1998 OPEN FORUM Abstracts
THE EFFECT OF THE VENTILATOR CIRCUIT ON THE SV 300 DELIVERY OF PRESSURE-CONTROLLED VENTILATION FOR THE PEDIATRIC RANGE
Katie Kinninger RCP, Wayne Johnson RCP, Elzbieta Bak MS, John Newhart RCP, Rick Ford RCP, David Burns MD UCSD Medical Center, San Diego, California
BACKROUND: At the onset of inspiration during clinical use of the Servo Ventilator 300 (SV 300) (Siemens-Elema AB, Solna, Sweden) with pressure-controlled ventilation selected for the pediatric range, we observed a rapid inspiratory flow resulting in an airway pressure overshoot "spike". The presence of overshoot has no clinical significance, because it is not transmitted to the alveolar level. It can, however, cause the microprocessor controls of the ventilator to detect upper pressure limits and unnecessarily activate alarm limits of the system and cause the loss of delivered inspiratory tidal volume. The overshoot could be eliminated by selecting the adult range or by replacing the pediatric (15mm diameter) disposable ventilator circuit with a reusable neonatal (10mm diameter) circuit. The objective of this study was to document the effect of different pediatric and neonatal ventilator circuits on the SV 300 delivery of pressure controlled ventilation in pediatric and adult ranges. Methods: Utilizing these previously observed clinical conditions, a bench test was performed on a single-compartment lung model with seven commercial ventilator circuit brands: Siemens #6697023 silicon circuit (SV), Simplex #N2723 Tygon circuit (SS), Marquest #1555203 Tygon circuit (MS), Simplex #P3945 heated wire circuit (SHW), Marquest #156545 heated wire circuit (MHW), Hudson #780-24 heated wire circuit (HHW), and Hudson #780-22 circuit with a water trap (HWT). The SV, SS and MS are neonatal, smooth-bore circuits with an internal diameter (I.D.) of 10 mm while SHW, MHW, HHW and HWT are corrugated pediatric circuits with I.D. of 15mm. The pressure and flow transducers were inserted between the inspiratory outlet of the SV 300 and the proximal end of the inspiratory limb of the tested ventilator circuit. The following parameters were measured: peak inspiratory flow (PIF), volume delivered during inspiration (Vi) to the TTL lung model system including volume in the ventilator circuit, and the PEEP level. The overshoot pressure (Pov) was defined as the difference between the peak inspiratory pressure (pressure at the peak of the spike) and the plateau pressure (pressure at the inspiratory plateau, before the point of flow reversal that begins expiration).

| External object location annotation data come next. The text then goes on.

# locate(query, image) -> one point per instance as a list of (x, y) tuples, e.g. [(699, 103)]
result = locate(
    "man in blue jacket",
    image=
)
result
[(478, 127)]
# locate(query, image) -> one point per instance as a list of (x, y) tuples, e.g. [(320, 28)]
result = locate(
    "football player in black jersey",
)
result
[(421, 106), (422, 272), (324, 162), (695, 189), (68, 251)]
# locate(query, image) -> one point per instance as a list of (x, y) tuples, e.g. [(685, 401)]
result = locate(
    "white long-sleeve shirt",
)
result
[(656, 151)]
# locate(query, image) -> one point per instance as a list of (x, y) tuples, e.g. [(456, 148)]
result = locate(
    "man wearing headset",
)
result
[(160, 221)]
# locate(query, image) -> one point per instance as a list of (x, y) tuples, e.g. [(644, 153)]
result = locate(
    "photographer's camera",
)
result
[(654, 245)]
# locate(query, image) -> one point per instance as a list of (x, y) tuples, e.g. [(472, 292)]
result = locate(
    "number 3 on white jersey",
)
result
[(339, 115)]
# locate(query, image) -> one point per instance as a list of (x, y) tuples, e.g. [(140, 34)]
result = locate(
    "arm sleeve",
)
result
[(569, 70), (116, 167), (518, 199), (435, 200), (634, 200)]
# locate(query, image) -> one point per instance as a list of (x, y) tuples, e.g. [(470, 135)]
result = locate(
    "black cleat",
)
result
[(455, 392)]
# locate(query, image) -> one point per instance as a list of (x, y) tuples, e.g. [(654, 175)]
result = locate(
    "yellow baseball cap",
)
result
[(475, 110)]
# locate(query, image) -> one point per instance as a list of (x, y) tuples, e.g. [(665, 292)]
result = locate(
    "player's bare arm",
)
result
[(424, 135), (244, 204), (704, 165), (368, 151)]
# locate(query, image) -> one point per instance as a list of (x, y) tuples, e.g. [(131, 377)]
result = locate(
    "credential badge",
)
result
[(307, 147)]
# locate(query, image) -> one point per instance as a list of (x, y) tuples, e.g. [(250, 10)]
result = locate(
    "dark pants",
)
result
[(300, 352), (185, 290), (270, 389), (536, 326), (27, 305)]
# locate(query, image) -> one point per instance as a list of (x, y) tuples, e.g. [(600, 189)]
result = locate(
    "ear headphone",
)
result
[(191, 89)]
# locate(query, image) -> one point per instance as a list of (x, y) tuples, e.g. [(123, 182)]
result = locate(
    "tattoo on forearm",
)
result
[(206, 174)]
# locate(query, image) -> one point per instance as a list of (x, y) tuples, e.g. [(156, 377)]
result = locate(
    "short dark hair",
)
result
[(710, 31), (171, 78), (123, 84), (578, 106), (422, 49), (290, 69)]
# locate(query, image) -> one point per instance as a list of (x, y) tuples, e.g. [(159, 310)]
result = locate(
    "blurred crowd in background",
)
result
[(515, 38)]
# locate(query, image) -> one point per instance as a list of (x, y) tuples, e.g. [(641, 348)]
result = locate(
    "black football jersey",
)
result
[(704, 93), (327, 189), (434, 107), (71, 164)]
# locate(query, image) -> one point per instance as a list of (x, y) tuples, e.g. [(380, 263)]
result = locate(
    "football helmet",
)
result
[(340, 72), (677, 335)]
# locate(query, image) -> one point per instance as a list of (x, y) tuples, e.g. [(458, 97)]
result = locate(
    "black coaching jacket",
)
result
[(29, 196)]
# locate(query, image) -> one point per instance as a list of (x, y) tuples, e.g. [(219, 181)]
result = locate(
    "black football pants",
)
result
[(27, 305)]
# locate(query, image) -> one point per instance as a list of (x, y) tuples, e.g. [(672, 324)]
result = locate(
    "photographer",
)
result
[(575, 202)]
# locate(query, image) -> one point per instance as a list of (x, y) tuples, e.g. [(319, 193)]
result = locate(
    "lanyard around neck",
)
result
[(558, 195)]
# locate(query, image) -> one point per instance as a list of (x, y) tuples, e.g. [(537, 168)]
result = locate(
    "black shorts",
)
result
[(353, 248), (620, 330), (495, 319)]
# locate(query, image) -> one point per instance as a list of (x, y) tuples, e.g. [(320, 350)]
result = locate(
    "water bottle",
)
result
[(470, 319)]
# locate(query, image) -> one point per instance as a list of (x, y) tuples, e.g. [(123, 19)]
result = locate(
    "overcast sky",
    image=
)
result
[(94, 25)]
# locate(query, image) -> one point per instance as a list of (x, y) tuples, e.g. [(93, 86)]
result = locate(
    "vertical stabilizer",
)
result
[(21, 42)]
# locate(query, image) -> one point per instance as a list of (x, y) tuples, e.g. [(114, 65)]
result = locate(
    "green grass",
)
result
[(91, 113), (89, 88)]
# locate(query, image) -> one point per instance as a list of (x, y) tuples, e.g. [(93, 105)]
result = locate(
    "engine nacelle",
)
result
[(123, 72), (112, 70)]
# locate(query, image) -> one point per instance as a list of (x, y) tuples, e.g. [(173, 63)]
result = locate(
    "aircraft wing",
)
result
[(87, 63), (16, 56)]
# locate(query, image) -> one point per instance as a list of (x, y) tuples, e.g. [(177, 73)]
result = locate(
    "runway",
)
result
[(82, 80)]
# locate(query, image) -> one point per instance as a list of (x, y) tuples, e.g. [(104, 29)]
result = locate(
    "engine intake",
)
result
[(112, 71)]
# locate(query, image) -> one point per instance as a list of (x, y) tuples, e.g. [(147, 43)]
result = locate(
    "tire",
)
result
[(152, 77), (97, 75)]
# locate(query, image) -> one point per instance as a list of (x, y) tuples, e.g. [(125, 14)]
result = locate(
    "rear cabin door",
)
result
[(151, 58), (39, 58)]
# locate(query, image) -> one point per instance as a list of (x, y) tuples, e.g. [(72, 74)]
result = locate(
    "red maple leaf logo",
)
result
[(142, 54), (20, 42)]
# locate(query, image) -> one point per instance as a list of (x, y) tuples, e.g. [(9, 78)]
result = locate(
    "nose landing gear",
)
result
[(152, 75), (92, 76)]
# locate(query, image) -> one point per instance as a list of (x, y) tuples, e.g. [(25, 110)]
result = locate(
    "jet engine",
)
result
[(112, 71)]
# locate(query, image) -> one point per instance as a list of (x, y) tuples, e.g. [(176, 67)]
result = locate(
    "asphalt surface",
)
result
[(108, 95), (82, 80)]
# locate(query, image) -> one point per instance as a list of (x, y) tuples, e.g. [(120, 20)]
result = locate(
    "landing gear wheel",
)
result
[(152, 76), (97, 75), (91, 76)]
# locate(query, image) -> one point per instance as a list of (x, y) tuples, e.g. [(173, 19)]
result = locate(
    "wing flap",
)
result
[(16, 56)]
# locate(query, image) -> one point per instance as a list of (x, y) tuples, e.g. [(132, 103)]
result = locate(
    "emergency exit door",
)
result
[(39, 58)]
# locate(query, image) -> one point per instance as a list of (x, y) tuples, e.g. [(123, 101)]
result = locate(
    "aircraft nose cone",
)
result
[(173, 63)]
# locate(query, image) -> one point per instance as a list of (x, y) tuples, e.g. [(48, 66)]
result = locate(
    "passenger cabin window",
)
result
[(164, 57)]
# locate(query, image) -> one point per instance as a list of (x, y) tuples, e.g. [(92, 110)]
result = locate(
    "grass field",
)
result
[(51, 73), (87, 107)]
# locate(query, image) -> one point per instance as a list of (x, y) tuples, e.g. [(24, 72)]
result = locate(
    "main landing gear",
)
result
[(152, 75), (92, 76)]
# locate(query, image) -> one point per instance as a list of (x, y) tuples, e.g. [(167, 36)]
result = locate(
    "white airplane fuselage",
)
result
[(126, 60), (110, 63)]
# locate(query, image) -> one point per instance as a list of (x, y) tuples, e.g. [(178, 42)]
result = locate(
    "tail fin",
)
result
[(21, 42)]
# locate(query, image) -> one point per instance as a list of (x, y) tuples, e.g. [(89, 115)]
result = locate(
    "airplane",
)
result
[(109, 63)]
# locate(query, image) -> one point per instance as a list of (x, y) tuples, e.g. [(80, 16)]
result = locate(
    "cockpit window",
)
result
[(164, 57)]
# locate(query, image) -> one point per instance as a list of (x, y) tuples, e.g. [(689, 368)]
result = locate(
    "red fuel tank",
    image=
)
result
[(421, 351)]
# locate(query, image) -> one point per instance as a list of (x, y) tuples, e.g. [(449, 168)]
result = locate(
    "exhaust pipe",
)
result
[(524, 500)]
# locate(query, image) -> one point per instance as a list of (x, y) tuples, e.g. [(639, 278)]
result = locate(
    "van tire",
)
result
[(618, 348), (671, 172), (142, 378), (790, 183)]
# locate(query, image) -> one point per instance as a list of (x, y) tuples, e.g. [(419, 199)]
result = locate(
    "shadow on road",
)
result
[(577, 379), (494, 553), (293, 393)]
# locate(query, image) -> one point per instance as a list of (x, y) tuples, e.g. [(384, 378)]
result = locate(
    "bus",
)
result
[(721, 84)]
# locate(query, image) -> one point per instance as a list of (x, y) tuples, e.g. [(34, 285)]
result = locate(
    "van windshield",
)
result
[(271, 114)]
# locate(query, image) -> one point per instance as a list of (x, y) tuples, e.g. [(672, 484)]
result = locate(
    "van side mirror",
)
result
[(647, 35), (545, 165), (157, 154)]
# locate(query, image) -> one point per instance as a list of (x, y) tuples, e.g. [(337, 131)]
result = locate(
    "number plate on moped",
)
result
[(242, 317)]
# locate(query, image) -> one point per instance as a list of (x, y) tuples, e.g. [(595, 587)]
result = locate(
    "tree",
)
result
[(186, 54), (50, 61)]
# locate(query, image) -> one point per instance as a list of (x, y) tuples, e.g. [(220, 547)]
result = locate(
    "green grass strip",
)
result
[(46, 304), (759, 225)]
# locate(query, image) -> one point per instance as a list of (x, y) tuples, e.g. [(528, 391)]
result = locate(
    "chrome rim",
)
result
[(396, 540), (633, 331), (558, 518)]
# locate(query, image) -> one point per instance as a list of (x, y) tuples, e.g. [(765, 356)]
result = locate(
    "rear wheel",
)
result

Results: Vi (L) PIF (L/s) Pov PEEP
CIRCUIT Ped Adu Ped Adu Ped Adu Ped Adu
SV .247 .237 .432 .397 1.9 0.7 5.1 6.9
SS .244 .237 .427 .392 1.8 0.8 4.8 6.2
MS .238 .230 .442 .407 2.0 0.9 5.3 6.3
SHW .272 .257 .513 .462 2.3 0.6 4.3 6.1
MHW .276 .256 .553 .487 3.0 0.6 4.1 6.4
HHW .284 .268 .586 .503 3.0 0.0 4.4 6.3
HWT .296 .277 .608 .543 3.5 0.9 4.3 6.6
Conclusions: The diameter size of the ventilator circuit can have clinically significant influence on the characteristics of the pressure controlled ventilation mode in the pediatric range delivered by the SV 300 ventilator. Potential clinical problems can be avoided by monitoring pressure and flow waveforms.
The 44th International Respiratory Congress Abstracts-On-Disk®, November 7 - 10, 1998, Atlanta, Georgia.